Geschichte (1911-2001)

Die Deutsche Statistische Gesellschaft wurde 1911 als eine Sektion der Deutschen Gesellschaft für Soziologie gegründet, die sich zuvor vom Verein für Socialpolitik gelöst hatte, in dem die namhaftesten deutschen Nationalökonomen, Soziologen und Statistiker vereinigt waren. Diese Vorgeschichte verweist darauf, dass die Deutsche Statistische Gesellschaft in ihren Anfängen ganz auf das Anwendungsfeld Wirtschaft und Gesellschaft ausgerichtet war.

Erster Vorsitzender war der Leiter des Königlichen Bayerischen Statistischen Landesamtes, Georg von Mayr, zugleich Ordinarius für Nationalökonomie, Finanzwissenschaft und Statistik an der Universität München. Publikationsorgane der Gesellschaft waren das von v. Mayr schon 1890 gegründete und heute noch bestehende „Allgemeine Statistische Archiv“ und das von 1914 bis 1944 herausgegebene „Deutsche Statistische Zentralblatt“. Als Forum für die Erörterung wissenschaftlicher und organisatorischer Fragen wurden Jahresversammlungen eingeführt. Seit 1928 sind sie Teil der in Zusammenarbeit mit dem Verband Deutscher Städtestatistiker veranstalteten „Statistischen Woche“.
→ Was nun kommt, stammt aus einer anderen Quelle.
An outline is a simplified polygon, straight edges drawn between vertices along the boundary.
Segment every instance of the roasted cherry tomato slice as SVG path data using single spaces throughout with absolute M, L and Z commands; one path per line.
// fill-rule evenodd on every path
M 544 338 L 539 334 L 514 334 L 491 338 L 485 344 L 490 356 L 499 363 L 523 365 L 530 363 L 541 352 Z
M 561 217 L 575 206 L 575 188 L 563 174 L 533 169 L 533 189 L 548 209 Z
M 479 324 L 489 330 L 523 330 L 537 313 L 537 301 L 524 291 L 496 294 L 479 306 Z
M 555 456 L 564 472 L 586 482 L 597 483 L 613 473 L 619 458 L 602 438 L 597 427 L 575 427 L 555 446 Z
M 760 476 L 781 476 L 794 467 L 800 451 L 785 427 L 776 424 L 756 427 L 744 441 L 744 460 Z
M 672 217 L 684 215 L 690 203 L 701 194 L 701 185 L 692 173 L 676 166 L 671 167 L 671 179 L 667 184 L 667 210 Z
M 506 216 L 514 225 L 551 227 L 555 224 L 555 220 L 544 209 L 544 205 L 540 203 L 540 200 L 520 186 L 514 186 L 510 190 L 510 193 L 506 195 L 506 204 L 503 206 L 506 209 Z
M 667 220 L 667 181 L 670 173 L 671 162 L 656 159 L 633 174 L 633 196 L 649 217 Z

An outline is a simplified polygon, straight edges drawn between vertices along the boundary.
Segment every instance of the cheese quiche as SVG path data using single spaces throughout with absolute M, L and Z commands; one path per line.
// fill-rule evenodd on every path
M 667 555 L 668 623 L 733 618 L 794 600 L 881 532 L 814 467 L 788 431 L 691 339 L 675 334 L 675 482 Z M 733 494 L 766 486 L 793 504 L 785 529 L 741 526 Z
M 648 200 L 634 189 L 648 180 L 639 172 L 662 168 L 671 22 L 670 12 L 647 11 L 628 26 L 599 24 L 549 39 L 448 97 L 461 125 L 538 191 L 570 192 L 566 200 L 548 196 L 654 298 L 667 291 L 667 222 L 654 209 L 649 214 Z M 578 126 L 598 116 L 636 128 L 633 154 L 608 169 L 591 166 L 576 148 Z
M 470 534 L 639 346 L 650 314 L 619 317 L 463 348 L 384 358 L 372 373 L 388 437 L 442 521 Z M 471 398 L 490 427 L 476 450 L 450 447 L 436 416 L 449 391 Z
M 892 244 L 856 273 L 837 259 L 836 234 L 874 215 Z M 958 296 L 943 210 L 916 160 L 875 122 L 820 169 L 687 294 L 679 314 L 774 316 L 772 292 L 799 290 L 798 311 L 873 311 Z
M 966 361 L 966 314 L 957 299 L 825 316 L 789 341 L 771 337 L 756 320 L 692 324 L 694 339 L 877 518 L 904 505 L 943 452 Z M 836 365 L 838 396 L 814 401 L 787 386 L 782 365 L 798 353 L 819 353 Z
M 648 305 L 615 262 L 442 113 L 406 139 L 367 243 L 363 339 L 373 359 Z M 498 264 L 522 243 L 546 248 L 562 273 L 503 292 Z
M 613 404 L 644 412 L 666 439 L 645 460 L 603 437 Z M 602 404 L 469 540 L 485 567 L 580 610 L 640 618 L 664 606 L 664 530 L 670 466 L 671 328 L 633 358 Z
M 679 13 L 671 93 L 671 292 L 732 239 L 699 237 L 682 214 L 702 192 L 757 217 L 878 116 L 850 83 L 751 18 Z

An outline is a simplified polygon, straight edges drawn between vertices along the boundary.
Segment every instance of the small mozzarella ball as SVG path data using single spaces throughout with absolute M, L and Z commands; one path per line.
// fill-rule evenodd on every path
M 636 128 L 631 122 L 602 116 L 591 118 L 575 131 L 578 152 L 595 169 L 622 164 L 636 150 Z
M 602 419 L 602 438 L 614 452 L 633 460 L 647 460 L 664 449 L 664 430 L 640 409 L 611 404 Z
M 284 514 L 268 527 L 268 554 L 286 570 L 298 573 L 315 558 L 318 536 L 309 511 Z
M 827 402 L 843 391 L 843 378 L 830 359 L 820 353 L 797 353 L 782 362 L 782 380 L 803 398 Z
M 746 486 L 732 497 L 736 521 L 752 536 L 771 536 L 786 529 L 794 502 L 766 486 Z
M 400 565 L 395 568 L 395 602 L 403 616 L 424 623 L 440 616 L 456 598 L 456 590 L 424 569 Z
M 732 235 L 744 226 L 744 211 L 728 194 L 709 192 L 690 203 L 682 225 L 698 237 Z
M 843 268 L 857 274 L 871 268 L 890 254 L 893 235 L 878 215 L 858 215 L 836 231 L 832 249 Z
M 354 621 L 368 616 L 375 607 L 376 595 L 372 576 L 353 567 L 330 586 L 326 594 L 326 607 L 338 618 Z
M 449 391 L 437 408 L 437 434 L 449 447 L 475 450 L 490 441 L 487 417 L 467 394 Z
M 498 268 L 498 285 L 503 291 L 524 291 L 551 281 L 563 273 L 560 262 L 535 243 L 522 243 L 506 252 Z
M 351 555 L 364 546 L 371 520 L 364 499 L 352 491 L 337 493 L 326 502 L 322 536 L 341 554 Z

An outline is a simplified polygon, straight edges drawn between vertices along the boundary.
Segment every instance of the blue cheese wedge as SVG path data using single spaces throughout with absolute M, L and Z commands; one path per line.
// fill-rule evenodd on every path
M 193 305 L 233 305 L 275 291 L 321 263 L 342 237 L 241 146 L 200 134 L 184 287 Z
Sehr früh widmete die Deutsche Statistische Gesellschaft dem statistischen Hochschulunterricht besondere Aufmerksamkeit. In den Jahresversammlungen wurden darüber hinaus vor allem bevölkerungsstatistische Themen behandelt, aber auch methodische, institutionelle, wirtschaftsstatistische und andere.

Nach dem Tode v. Mayrs wurde Friedrich Zahn, Präsident des Bayerischen Statistischen Landesamtes und Professor in München, 1925 sein Nachfolger und blieb es bis 1943. Zahn war ein fachlich renommierter, national wie international anerkannter Statistiker. Von 1931 bis 1936 war er zugleich Präsident und danach Ehrenpräsident des Internationalen Statistischen Instituts (ISI). In seiner Amtszeit erhöhte sich die Mitgliederzahl der Deutschen Statistischen Gesellschaft rasch von 160 auf 280, und das Feld der behandelten Themen erweiterte sich beträchtlich: konjunkturstatistische, betriebswirtschaftliche und erkenntnistheoretische Fragestellungen sowie ausgewählte Aspekte einer Volkszählung kamen hinzu. Auch Probleme der „repräsentativen Methode“ und des Verhältnisses von Statistik und Mathematik wurden aufgegriffen; jedoch wahrten die deutschen Statistiker dazu eine kritische Distanz. Vertreter der mathematisch-statistischen Theorie erlangten in dieser Zeit kaum Einfluss. Von der Deutschen Gesellschaft für Soziologie löste sich die Deutsche Statistische Gesellschaft endgültig 1929.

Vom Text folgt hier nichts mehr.